Citizens Advice Scotland (CAS) said strict rules, brought in by the Department for Work and Pensions, were hitting the poorest hardest, as many do not have broadband.
The UK government insists that people spend 35 hours a week looking for paid work in order to claim Jobseekers’ Allowance (JSA).
CAS said growing numbers of claimants were being told they must look online by job-centre advisers. Those who fail to do this have suffered sanctions, such as being stripped of JSA for two weeks.
Sarah Beattie-Smith, for CAS, said: “The internet has transformed our lives. But there remains a significant number of people who aren’t online – either because they can’t access the internet, or because they don’t have the skills.
“Two-thirds of the lowest-income households in Glasgow, for example, don’t have home broadband. The government’s digital strategy forces claimants to apply for their benefits online – regardless of whether they have reliable internet access or the skills and abilities to use it.
“The same is true of unemployed people. In order to qualify for Jobseekers Allowance, you are now expected to only apply for jobs online. And if you apply instead for jobs in writing or face-to-face, for instance by responding to a card in a shop window, you can be penalised for not using a computer.”
CAS wants the UK government to issue guidance to advisers that claimants do not have to look online for work, but simply show they are looking.
“People who are entitled to benefits should be able to access them in a way which suits their needs, resources and capabilities,” Ms Beattie-Smith said.
The UK government launched its digital strategy in August, covering jobseeking and claiming benefits. It expects 80 per cent of benefits applications to be completed online by 2017.
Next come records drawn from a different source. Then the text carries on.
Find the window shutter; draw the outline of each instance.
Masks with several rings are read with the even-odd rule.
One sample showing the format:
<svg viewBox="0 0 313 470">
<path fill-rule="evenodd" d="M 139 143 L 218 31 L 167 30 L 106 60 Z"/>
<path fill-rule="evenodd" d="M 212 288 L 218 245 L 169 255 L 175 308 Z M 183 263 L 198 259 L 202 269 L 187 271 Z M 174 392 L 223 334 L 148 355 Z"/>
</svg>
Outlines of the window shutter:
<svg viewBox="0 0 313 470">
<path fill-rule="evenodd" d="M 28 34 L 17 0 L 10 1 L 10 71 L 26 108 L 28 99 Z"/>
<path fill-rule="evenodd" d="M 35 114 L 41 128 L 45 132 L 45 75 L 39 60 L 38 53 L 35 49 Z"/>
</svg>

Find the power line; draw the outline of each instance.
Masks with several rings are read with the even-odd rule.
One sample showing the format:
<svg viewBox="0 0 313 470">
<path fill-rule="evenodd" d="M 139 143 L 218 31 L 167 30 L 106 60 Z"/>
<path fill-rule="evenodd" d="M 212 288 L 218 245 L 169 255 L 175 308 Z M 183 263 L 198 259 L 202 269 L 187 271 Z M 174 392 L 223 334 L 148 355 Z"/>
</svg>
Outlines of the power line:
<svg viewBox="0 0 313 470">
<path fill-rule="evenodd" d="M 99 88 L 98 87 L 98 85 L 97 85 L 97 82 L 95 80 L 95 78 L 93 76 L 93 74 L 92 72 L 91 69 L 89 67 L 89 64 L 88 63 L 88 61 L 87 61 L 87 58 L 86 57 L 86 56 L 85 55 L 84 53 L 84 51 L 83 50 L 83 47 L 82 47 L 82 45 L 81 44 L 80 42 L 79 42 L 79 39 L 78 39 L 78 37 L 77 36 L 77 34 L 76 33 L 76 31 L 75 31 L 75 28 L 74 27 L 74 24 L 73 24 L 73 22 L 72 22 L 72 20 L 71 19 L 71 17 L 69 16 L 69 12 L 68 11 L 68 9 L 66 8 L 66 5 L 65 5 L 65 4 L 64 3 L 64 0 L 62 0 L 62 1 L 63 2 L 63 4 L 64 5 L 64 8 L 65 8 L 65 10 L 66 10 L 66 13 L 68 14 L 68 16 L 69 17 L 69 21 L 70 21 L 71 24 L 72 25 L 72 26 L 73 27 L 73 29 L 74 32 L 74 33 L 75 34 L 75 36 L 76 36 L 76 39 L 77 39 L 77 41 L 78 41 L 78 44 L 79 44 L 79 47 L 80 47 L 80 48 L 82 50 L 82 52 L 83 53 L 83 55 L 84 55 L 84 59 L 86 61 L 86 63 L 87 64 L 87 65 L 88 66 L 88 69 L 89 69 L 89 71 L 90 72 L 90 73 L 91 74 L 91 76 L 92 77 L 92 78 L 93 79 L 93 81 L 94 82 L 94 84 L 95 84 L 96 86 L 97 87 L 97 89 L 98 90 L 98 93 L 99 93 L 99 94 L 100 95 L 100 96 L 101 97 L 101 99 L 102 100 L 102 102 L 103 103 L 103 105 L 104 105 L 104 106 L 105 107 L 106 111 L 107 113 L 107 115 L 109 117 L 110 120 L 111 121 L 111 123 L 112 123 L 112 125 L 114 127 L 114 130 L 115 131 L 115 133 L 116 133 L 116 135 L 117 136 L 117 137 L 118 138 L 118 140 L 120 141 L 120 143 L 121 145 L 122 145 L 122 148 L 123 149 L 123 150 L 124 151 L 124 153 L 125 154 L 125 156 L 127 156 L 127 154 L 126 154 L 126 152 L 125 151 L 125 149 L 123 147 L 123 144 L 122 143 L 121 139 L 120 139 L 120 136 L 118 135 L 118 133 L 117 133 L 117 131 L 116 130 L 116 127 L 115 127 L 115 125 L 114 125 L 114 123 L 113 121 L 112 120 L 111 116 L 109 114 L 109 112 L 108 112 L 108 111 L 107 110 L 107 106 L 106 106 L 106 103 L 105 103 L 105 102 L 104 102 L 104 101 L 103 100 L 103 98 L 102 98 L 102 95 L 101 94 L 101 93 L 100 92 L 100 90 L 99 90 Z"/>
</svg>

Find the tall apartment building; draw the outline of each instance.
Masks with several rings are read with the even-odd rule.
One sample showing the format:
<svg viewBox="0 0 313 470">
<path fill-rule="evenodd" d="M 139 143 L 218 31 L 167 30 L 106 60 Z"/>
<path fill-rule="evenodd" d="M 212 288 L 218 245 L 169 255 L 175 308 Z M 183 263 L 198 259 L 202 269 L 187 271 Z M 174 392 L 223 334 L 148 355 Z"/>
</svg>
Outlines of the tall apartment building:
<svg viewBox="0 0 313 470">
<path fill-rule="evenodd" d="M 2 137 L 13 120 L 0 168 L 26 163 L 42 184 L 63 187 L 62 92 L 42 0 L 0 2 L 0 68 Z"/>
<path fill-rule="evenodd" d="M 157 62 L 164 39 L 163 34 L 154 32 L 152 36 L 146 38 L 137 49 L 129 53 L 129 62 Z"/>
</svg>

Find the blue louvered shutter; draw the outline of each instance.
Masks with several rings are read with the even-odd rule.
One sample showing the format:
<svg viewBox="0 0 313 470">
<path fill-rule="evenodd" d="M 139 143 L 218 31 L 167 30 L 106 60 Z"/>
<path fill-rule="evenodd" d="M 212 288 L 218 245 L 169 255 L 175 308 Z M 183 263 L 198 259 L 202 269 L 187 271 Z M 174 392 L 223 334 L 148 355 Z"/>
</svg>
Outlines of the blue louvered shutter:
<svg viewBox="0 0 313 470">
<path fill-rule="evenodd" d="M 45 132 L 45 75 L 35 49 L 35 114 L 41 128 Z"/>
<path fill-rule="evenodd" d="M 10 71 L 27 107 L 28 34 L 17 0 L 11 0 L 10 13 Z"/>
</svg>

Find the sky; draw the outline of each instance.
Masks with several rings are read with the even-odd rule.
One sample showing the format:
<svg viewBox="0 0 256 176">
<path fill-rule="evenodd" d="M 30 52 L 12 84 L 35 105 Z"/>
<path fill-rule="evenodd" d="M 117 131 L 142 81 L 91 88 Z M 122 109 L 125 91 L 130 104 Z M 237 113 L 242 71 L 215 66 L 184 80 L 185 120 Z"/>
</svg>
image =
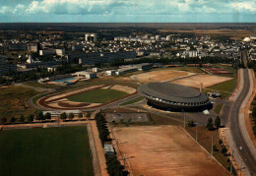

The Scottish Household Survey of 2009-10 estimated a third of homes in Scotland do not have internet access, rising to almost half in homes with less than £15,000 income.
According to Ofcom, as few as 60 per cent of homes in Glasgow have broadband, much lower than most UK cities.
From October, around 700,000 Scottish households will have to apply for universal credit online.
Citizens’ Advice Bureaux in Scotland helped 19,463 people fill in benefit forms last year, increasingly because of problems with doing so online.
Despite this, the government insisted options are available for people to access the internet, even if they do not have it at home. A Department for Work and Pensions spokeswoman said: “It makes sense that our services are designed to prepare people for the world of work.
“Around 78 per cent of working-age claimants already use the internet – 48 per cent of those say they log on every day, many to search for jobs. We’ve always recognised some will need extra support to access the internet and so, in preparing for Universal Credit, we are working with local authorities and services to determine who will need extra help – be it money advice services, face-to-face support or help to get online – and how best to deliver it.”